El Kim lanza una última mirada a los dos sujetos que custodian a Du Yuesheng, da media vuelta y vuelve a la barra cruzando la sala de juego y bordeando la pista de baile, saboreando los últimos compases de Amapola y el aroma errante e inmarcesible de los cabellos rubios de tu madre. Paga sus whiskis y abandona el Yellow Sky Club.

Decide volver a casa caminando y cuando llega son cerca de las dos y media. Chen Jing le dio tiempo atrás una llave, así que no necesita despertar a Deng, que ha dejado las luces del salón y de la terraza encendidas, como cada noche. En su cuarto, mientras se desnuda, el Kim piensa en Du Grandes-Oreilles: ¿qué había detrás de su amenaza? ¿Qué intereses servía, y de quién?

Hace mucho calor y antes de acostarse se mete bajo la ducha, luego cruza el salón enfundado en un albornoz y sale a la terraza a fumarse un cigarrillo. Oye ruido a su espalda y al volverse está Deng, respetuoso y mudo, indeciso durante unos segundos.
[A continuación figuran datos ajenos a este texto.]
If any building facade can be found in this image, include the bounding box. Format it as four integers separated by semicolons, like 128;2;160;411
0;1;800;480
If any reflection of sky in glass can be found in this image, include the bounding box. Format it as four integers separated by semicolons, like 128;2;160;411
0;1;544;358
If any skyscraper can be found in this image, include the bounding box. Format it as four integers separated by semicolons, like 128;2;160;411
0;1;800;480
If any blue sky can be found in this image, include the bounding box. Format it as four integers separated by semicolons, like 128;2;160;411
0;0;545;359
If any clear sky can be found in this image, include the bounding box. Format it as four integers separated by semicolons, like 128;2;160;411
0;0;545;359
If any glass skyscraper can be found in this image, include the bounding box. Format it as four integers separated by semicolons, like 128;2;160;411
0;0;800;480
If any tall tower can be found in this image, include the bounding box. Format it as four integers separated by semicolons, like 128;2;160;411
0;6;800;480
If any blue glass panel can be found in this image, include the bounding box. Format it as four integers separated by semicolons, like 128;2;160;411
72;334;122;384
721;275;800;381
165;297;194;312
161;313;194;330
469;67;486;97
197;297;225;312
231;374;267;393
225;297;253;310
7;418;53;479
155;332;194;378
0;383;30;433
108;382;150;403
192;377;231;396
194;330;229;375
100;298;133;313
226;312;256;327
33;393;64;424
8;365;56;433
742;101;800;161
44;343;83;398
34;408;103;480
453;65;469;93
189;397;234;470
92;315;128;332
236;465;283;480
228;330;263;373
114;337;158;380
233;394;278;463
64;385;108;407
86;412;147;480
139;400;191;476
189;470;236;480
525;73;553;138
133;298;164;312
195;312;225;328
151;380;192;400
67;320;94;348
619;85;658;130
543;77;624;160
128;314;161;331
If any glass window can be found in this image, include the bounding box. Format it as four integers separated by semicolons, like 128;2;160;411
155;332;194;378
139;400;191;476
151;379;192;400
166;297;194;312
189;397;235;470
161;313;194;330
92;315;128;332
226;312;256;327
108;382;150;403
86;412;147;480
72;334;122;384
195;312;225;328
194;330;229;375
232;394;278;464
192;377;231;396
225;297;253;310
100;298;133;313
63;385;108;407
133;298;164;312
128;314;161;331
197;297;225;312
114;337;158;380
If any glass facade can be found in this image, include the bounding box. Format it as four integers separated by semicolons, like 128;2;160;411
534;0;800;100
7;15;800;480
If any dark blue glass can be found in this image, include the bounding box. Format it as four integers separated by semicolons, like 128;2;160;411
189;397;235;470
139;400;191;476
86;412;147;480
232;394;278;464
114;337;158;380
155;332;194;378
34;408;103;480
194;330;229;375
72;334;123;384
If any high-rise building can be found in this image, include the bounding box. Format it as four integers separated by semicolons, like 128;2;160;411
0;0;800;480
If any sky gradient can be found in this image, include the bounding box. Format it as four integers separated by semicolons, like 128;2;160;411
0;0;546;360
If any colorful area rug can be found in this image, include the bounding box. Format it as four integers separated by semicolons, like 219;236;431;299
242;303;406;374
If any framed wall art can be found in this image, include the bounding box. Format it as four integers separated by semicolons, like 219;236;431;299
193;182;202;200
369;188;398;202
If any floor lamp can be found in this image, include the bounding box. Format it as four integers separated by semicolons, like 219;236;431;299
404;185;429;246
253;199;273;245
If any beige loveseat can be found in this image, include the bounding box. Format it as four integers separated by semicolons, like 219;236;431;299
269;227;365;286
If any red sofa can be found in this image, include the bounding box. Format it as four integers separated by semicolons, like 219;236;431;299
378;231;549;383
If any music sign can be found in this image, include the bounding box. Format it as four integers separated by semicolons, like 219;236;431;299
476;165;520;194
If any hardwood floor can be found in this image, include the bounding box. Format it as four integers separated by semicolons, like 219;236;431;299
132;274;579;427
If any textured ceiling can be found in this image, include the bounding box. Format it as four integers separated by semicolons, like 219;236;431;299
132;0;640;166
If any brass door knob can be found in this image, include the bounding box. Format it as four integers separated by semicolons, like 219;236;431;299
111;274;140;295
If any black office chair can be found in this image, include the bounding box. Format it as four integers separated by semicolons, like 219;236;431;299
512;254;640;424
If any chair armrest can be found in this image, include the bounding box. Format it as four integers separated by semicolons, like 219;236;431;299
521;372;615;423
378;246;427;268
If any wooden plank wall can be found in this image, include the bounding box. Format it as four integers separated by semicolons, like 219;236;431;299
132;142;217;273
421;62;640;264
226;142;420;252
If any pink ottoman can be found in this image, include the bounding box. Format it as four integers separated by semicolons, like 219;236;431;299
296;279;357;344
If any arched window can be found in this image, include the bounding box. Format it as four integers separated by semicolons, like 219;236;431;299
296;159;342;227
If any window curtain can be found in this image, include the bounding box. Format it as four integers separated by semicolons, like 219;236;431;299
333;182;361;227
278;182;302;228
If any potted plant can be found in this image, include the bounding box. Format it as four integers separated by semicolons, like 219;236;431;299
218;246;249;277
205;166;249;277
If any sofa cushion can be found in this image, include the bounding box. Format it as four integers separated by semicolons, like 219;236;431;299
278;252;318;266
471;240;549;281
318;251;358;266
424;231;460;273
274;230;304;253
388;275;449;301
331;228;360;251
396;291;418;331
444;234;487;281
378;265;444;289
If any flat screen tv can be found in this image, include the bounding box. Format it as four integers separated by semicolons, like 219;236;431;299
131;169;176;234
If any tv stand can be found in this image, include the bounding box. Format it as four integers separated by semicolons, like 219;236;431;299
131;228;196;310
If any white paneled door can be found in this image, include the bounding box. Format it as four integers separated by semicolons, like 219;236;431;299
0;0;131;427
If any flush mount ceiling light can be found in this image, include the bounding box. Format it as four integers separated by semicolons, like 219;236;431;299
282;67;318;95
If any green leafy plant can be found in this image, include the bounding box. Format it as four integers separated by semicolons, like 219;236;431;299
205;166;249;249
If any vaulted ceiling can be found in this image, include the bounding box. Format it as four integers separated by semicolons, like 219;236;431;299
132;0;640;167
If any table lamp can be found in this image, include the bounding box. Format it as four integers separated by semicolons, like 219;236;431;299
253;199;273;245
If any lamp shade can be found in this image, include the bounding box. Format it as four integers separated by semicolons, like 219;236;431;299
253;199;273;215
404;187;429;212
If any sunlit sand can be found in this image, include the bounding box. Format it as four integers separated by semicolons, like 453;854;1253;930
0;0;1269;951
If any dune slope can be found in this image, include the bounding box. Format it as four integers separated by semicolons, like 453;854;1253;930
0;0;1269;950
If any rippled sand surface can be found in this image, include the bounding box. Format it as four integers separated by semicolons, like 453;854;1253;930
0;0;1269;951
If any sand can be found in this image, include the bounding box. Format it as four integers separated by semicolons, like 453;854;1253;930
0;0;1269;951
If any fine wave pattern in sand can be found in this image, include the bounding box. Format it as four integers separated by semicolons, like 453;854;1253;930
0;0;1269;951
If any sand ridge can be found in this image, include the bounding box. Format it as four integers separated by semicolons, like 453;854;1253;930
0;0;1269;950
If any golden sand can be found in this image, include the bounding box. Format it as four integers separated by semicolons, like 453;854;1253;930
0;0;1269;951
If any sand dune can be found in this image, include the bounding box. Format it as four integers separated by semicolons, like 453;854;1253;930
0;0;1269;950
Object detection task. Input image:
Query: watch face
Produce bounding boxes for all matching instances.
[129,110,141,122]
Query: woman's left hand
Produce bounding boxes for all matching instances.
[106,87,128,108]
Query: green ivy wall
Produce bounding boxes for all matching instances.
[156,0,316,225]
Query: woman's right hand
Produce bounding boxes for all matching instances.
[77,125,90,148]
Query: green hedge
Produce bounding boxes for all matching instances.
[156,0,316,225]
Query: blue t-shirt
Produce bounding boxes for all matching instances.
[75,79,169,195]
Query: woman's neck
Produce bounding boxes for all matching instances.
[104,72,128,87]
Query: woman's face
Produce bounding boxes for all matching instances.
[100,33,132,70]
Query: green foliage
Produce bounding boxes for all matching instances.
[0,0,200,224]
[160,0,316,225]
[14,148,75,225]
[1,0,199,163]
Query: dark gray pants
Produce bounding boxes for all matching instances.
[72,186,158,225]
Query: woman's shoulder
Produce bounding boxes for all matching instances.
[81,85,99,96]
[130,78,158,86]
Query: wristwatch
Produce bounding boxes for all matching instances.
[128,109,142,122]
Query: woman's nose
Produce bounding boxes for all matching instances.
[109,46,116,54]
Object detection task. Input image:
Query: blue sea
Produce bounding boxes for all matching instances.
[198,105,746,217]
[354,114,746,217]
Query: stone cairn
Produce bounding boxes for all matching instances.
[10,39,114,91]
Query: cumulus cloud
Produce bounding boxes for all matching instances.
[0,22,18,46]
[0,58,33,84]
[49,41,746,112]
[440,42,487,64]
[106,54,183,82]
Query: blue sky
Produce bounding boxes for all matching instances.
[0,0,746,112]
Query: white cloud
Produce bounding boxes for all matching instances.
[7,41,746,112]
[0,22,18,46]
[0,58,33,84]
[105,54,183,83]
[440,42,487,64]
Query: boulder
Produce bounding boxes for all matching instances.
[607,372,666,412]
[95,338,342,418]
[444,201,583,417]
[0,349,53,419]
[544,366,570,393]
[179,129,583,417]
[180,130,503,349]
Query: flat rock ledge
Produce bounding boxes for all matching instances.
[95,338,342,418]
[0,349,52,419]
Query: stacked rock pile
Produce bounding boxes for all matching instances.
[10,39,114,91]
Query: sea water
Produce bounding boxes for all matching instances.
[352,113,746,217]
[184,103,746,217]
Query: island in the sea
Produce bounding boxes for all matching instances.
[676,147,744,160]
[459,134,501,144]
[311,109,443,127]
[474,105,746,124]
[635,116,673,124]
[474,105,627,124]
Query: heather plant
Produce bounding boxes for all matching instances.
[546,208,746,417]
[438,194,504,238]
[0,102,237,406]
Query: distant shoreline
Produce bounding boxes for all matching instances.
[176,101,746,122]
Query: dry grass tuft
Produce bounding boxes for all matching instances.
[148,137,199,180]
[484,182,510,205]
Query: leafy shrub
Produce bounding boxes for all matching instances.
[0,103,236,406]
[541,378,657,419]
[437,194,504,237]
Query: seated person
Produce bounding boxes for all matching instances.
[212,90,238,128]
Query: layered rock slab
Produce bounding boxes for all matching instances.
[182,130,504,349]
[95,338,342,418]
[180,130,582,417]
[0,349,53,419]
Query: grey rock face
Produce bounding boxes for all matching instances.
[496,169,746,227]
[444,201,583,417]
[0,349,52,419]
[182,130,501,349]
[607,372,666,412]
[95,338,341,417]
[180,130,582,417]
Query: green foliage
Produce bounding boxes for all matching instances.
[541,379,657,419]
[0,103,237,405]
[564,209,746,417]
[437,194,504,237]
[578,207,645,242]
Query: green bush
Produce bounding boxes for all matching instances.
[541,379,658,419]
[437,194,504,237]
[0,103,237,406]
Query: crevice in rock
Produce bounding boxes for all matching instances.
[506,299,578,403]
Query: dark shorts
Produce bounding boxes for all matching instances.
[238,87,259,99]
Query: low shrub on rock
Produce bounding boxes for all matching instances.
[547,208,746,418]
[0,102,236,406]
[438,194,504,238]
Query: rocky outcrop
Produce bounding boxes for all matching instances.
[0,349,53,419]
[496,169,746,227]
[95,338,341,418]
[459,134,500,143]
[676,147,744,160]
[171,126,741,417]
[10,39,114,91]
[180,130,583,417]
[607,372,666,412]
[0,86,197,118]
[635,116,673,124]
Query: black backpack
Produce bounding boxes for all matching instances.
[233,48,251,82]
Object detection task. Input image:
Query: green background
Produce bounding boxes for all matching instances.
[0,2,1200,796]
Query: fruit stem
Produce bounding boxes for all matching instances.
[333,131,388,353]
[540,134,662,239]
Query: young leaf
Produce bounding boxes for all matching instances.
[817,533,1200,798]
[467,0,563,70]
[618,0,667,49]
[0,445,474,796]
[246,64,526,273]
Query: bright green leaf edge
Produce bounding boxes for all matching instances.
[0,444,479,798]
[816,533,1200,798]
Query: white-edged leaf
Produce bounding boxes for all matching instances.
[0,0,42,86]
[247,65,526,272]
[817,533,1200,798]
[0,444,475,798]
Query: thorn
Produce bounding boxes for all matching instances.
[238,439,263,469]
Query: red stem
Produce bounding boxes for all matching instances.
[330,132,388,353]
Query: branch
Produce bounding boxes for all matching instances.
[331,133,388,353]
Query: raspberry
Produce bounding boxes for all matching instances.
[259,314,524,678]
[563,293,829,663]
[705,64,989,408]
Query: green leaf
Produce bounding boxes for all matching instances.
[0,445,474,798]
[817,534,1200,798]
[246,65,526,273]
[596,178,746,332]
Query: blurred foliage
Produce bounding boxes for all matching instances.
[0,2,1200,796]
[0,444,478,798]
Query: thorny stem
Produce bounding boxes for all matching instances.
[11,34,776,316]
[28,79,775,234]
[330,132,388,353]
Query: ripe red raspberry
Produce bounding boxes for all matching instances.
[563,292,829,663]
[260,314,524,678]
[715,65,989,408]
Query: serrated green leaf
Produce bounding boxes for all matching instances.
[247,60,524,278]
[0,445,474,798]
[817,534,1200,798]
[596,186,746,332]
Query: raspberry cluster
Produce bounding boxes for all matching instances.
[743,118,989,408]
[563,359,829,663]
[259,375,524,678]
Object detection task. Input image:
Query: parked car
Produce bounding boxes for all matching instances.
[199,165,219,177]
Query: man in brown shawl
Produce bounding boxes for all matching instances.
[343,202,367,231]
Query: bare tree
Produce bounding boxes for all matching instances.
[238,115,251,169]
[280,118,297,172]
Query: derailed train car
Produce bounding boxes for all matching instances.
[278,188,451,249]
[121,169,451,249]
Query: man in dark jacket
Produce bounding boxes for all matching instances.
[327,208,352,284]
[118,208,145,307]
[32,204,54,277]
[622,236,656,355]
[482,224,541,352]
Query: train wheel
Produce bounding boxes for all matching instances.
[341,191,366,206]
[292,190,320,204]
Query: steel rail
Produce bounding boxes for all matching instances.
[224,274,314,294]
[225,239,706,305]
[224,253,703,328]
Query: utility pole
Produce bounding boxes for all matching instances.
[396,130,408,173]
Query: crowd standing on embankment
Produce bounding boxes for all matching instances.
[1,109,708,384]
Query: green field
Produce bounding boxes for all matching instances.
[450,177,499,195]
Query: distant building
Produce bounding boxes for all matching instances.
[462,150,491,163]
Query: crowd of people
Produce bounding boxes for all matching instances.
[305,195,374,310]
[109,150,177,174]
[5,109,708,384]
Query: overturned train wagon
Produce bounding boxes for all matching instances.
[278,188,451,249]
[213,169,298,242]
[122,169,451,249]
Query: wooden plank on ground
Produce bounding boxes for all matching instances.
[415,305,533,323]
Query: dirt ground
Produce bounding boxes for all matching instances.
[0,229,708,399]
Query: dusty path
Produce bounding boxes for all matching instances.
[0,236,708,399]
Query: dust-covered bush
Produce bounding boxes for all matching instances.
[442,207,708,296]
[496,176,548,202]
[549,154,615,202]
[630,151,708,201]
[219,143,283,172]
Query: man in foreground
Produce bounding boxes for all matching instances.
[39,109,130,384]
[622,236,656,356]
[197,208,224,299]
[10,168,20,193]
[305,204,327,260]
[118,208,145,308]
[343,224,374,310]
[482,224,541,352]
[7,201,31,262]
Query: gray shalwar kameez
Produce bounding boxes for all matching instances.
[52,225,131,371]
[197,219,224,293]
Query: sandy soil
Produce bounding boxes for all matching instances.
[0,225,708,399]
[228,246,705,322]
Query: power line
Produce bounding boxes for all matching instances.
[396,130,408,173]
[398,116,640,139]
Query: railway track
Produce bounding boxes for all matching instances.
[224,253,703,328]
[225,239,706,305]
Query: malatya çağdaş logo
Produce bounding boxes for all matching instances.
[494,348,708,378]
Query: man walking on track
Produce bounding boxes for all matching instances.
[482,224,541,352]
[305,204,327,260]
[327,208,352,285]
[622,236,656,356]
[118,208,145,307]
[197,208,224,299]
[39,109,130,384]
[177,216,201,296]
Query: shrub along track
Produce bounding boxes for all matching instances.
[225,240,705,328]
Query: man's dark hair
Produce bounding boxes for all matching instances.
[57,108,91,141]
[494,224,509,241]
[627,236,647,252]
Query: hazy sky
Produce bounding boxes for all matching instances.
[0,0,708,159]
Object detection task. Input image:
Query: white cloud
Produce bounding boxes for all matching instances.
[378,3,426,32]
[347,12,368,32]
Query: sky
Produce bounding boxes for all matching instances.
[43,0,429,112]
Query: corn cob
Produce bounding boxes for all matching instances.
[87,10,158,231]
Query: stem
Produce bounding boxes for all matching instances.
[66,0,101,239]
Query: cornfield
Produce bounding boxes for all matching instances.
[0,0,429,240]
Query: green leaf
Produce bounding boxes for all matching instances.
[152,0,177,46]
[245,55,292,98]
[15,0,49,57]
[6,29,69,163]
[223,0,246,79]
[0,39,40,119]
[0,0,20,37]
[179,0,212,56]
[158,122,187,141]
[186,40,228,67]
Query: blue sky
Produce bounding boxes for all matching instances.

– ¿Monsieur necesita algo…? -dice finalmente el fiel criado.

El Kim le observa atentamente. Le pregunta por la señora, y Deng baja los ojos y dice que duerme desde que monsieur se fue.

– ¿Ha cenado? -pregunta el Kim.

– No, monsieur, no ha querido comer nada.

Deng mantiene la vista en el suelo, pensativo. Parece querer añadir algo, pero finalmente se retira.

El Kim duerme mal y se levanta al amanecer. Desde la ventana ve surgir del mar un inmenso sol rojo. Después de tomar un té en la cocina, cree que anoche olvidó los cigarrillos en la terraza y va a buscarlos, pero no están allí; vuelve a su cuarto y tampoco los encuentra. En este ir y venir cruza cuatro veces el amplio salón y, cada vez que lo hace, se para unos segundos mirando todo a su alrededor: los mullidos divanes y los cojines de seda, el piano de cola, la gran vitrina con abanicos y figuras de jade y de cristal, las plantas de lustrosas hojas verdes y los altos cortinajes; y lo hace con el vago presentimiento de una presencia nueva, una emoción furtiva agazapada allí cerca y que aún no acierta a detectar, la viva sensación de hallarse ante algo que antes no estaba en el salón. El piano está abierto y su teclado al descubierto, mudo y a la vez tan elocuente que parece querer anunciarlo…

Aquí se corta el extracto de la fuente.